Is point sprites a myth ?

So I needed to render a lot of simple primitives very fast and I implemented them as point sprites. Everything was flying real fast when a guy from QC department reported that it does not work as expected on some ATI cards. The reason appeared to be quite legitimate although annoying. The points maximum size is not mandated by Open GL. The only guarantee is that point size = 1 always exists evertthig lower and higher is up to the graphics driver developer. ATI Radeon 4650 with my current driver allows points of up to 64 which means the point sprite cannot be bigger than that.
If I am not missing something that in turns means that Point Sprites algorythm is nothing more than a hobby tool that cannot be used in a production environment.
( But why on Earth one would want to limit the maximum point size ?)

If I am not missing something that in turns means that Point Sprites algorythm is nothing more than a hobby tool that cannot be used in a production environment.

It depends on what you want them for. If you’re expecting them to be a general-purpose replacement for quads, then yes, it’s not going to work out the way you want. But if you can live within the general limitations for them (which admittedly, 64 pixels covered a lot more of the screen when 1024x768 was considered high resolution), then it can work reasonably well for you.

But why on Earth one would want to limit the maximum point size ?

Hardware limitations. Point sprites are a hardware feature. As such, there is some hardware that governs their functionality. The size register or whatever would naturally have some maximum size.

Are you doing glEnable( GL_VERTEX_PROGRAM_POINT_SIZE ) and then setting gl_PointSize in the vertex shader?

Past threads have indicated low limits if you used the FFP point size, but not so with vertex shader point size, on NVidia. I wonder if the same might also be true for ATI… (?)

If you still hit limits on ATI, then you can always drop back and use full QUADS, or use a geometry shader to build QUADS from POINTS.

I am surprised about the value of 64 for max point size; I would have expected a value of 8192. can you double check with gpu caps viewer and give a screenshot ?

thanks,

can you double check with gpu caps viewer and give a screenshot ?

I can. My HD 3300 with the 9.12 drivers gives the same answer

I use points and geometry shaders as a replacement for Point Sprites in these cases, as Dark Photon suggests.

You’ve also got to remember that point sprites are clipped as a point, so once the centre point goes off-screen, the whole point sprite will vanish. With larger point sprites this is much more noticable.

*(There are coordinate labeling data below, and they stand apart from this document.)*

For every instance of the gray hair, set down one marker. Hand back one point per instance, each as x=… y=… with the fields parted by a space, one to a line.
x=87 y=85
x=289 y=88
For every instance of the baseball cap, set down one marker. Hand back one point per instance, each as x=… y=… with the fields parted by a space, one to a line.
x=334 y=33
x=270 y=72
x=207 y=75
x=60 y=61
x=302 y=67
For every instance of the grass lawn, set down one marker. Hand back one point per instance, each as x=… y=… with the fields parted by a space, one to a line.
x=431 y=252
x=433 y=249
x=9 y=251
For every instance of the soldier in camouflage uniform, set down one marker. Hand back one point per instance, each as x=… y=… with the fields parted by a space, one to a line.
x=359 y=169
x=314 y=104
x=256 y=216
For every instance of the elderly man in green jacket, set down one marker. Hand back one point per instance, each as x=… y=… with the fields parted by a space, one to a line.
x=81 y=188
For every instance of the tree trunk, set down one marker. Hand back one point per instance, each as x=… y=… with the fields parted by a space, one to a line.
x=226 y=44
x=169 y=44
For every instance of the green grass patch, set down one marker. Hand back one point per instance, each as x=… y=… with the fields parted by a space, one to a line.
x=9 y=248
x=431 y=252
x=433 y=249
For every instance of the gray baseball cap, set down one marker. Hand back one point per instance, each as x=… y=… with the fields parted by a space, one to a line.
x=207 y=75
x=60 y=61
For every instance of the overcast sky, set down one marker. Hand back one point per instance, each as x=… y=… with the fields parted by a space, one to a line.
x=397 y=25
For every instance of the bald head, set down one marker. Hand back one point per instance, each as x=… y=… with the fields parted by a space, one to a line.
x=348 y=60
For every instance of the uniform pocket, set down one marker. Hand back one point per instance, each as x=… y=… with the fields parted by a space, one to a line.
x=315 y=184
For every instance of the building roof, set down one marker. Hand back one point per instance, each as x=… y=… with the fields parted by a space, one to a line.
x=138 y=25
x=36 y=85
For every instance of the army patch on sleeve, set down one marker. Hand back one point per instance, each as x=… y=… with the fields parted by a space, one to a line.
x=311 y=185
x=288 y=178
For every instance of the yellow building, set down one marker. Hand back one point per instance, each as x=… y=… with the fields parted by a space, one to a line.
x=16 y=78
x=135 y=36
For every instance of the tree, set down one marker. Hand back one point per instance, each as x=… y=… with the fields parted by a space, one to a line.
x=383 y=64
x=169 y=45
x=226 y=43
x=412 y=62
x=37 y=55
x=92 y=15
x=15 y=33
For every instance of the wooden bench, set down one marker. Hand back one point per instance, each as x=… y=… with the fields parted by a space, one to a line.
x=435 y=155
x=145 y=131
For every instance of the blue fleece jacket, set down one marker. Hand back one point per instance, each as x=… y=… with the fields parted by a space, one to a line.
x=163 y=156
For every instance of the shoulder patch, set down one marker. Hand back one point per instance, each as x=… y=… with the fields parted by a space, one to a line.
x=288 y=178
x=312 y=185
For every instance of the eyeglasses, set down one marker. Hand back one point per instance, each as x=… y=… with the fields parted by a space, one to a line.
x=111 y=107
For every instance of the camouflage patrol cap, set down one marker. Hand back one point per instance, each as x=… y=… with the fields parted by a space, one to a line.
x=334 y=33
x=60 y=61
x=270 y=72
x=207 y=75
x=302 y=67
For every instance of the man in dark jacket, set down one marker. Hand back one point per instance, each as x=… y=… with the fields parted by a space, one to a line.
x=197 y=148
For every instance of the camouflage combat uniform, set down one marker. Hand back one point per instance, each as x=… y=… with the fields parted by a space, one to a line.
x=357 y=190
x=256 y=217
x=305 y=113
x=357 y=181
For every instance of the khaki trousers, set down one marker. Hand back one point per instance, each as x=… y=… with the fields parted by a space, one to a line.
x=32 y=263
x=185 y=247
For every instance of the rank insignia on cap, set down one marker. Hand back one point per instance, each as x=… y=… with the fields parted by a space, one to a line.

we will look into the caps view screenshot, but it looks completely wrong to me.

I was expecting that smooth points were limited to 63, but aliased points should be limited to screen size (8k).
as well, max light source should be 8, and display list nesting should be 64 …

PS: I suspect that the caps viewer is creating a context without those functionalities. the “max stack depth” section is wrong too

… if you go to “rendering test”, then select an older context (i.e. not 3.2 FC), and go back to take the screenshot, then you should see the values I mentionned.

if you go to “rendering test”, then select an older context (i.e. not 3.2 FC), and go back to take the screenshot, then you should see the values I mentionned.

So, what does this mean for 3.2 core?

Yeah, I think this is per-spec behavior. But I’ve always wondered why it’d spec such nondesirable behavior. I wouldn’t mind seeing the spec changed here.

Incidentally, NVidia doesn’t follow the spec on this and the point sprite is clipped as a quad like you’d wish it were. Dunno what AMD/Intel do here…

But I’ve always wondered why it’d spec such nondesirable behavior.

Because point sprites are a hardware feature. And that’s how the hardware worked when it was first introduced.

Incidentally, NVidia doesn’t follow the spec on this and the point sprite is clipped as a quad like you’d wish it were.

It depends on how you use them. If you use fixed-function T&L, then they get clipped like points (and they obey the point-sprite size limits). If you use shaders to define your point sprite size, then they’re basically quads.

the max point size should still be 8k (like in older context); there is no smooth point there, so the old limit of 63 does not exist.